1.0 Abstract Chronic, non-communicable diseases (NCDs) now account for over half of morbidity and reductions in quality of life, in resource-limited settings. Of particular importance is the growing epidemic of multi-morbidity, or the accumulation of chronic conditions, including combinations of both non-communicable (e.g. hypertension, diabetes, COPD, traumatic accidents, and cancer) and communicable diseases (e.g. HIV, prior lung disease from pneumonia) on functioning, well-being and quality of life. Despite the growing appreciation of overlapping conditions and their cumulative effect on health outcomes, the majority of disease treatment programs, donor funding mechanisms, and research infrastructures focus on infectious diseases, and such programs remain largely siloed. This separation of efforts results in three critical short-comings to the research infrastructure in many low-income settings: 1) a poor understanding and limited attention paid to the interactive effects between, and management of, comorbid conditions; 2) lack of attention to region-specific risk factors for multi- morbidity that are likely to differ from high-resource settings (e.g. social determinants of health, occupational exposures, air pollution); and 3) a near total absence of the requisite laboratory infrastructure for cross-cutting multidisciplinary clinical research to support holistic care for those with multi-morbid conditions. To respond to these gaps in research infrastructure in Uganda, we will conduct the following specific aims:
Aim 1 : Develop junior faculty expertise in Uganda on multi-morbidity. We will focus training on a holistic understanding of human health, and an understanding of how accumulation of chronic conditions impacts functioning and quality of life in this setting.
Aim 2 : Train junior faculty to measure determinants and consequences of the regional social and environmental risk factors for multi-morbidity. Key focus areas will include social-behavioral and environmental determinants of health.

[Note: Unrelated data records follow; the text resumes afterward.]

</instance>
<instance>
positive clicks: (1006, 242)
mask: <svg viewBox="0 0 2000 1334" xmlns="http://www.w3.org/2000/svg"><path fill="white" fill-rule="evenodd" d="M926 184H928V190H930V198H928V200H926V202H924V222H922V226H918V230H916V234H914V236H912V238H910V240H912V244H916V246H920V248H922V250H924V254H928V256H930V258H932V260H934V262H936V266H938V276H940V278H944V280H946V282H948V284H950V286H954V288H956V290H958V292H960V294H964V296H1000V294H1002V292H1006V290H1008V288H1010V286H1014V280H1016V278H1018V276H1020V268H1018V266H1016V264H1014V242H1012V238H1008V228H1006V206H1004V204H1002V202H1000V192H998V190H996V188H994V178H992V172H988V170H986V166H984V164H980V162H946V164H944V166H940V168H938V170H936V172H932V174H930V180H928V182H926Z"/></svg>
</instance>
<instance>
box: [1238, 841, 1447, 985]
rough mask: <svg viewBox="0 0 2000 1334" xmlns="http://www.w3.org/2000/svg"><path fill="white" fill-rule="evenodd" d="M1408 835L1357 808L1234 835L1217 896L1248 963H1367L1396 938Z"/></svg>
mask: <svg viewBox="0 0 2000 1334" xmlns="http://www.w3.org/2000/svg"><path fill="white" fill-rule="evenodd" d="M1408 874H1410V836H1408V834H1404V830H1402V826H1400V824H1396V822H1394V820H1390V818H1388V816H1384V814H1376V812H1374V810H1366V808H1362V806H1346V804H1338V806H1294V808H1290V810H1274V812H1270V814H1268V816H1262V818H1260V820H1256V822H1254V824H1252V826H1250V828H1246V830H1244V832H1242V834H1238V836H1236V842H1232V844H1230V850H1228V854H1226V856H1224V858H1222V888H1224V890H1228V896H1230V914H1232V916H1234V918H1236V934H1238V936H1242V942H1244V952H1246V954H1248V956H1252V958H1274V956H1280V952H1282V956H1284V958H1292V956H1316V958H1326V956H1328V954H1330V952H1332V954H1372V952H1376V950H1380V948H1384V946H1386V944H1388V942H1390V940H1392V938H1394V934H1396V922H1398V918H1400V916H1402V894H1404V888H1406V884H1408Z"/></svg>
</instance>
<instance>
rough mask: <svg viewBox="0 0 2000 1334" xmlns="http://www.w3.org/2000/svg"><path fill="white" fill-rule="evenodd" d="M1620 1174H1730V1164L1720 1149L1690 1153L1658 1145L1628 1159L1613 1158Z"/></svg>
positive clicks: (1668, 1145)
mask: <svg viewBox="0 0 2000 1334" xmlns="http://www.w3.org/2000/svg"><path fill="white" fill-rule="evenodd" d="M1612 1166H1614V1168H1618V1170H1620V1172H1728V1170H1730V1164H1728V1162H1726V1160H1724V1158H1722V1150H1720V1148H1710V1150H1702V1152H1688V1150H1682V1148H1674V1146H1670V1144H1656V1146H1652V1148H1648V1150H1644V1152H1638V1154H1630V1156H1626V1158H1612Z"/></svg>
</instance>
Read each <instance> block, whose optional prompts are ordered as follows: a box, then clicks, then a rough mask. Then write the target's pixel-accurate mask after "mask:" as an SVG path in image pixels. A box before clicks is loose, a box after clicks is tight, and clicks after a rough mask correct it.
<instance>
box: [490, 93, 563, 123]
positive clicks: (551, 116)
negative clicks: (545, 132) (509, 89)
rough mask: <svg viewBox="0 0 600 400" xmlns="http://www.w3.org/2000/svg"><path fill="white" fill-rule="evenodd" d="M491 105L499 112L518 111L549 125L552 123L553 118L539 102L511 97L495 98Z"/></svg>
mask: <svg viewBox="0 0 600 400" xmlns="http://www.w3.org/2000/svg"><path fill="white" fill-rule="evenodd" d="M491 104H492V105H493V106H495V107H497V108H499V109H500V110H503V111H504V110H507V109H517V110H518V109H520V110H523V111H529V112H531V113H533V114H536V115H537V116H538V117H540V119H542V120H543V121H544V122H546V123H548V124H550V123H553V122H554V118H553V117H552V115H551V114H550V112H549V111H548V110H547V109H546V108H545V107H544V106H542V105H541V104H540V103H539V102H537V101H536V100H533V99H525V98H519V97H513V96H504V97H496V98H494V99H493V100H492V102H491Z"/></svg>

Aim 3 : Develop laboratory capacity to support clinical research on multi-morbidity. We will leverage an established Memorandum of Understanding between the Massachusetts General Hospital (MGH) and the Mbarara University of Science and Technology (MUST) Clinical Research Laboratory to support capacity building, quality assurance, and a trans-disciplinary clinical laboratory program to focus on multi-morbidity diagnostics and regionally appropriate risk factor testing. In this D43 research training program, we will leverage a 15-year partnership between MUST and MGH, to provide sustained mentorship and protected research time to 12 promising post-doctoral and junior faculty members at MUST and establish a Ugandan regional center of excellence in multi-morbidity research.
Chronic, non-communicable diseases (NCDs) now account for over half of morbidity and quality of life reductions in resource-limited settings. Of particular importance is the growing epidemic of multi-morbidity, or the accumulation of chronic conditions, including combinations of both non-communicable and communicable conditions on well-being and quality of life. However, the majority of disease treatment programs, donor funding mechanisms and research infrastructure focuses on infectious diseases, and most such programs are siloed. This D43 training program application will directly respond to PAR-18-901 (?Chronic, Non- Communicable Diseases and Disorders Across the Lifespan: Fogarty International Research Training Award?) by strengthening the capacity of Ugandan junior investigators to pursue research careers on NCDs and multi- morbidity through a proven co-mentoring model of sustained training. Our over-arching goal is to build a foundation of independent junior investigators upon which to build a regional center of excellence in the study of multi-morbidity in Uganda.